Over the past week, the price of bitcoin has declined some 20 percent — and at least 60 percent since January. “Bitcoin futures also hit their lowest levels since their introduction in December 2017, with Bitcoin CME November futures down to $4,855 and bitcoin contracts on the CBOE down at $4,878.10,” reads one report from Monday. Ethereum and Ripple also have experienced recent declines.
According to CoinDesk, “The broader cryptocurrency market accompanied BTC in its steep sell-off and has shed more than $15 billion in total market capitalization in the last 24 hours.”

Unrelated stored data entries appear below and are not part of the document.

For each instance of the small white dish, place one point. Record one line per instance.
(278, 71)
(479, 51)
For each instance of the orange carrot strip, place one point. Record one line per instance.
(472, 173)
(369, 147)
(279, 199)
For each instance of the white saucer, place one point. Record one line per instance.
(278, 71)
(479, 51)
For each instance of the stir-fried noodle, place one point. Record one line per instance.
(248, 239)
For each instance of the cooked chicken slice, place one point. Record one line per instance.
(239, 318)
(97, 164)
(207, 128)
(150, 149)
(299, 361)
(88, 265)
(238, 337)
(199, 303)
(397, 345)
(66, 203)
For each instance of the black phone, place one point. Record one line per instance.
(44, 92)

The price of bitcoin peaked at nearly $20,000 a few days before Christmas last year, then fell sharply through the first half of 2018 before hitting that $6,000 floor in June. Some had begun to speculate that bitcoin — and cryptocurrency more broadly — was emerging from its speculation-driven period and settling into greater stability.

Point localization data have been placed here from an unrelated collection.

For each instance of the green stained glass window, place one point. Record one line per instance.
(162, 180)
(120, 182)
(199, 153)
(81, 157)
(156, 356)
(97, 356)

The reasons for the severe decline are still not clear or agreed upon.
An emerging consensus says that bitcoin’s troubles are going to get worse before they get better — which will be trouble for bitcoin miners, investors and enthusiasts, not to mention a host of crypto-connected enterprises. But it will also have ripple effects that will hit downstream, perhaps in some unexpected places, according to a PYMNTS article.
If you ask analysts who are pessimistic about the price of bitcoin, you will hear predictions that bitcoin will likely to continue to fall until sometime during Q2 2019. How low can bitcoin go? In their estimate, $1,500 might be the rebuilding point it will be starting from in 2019.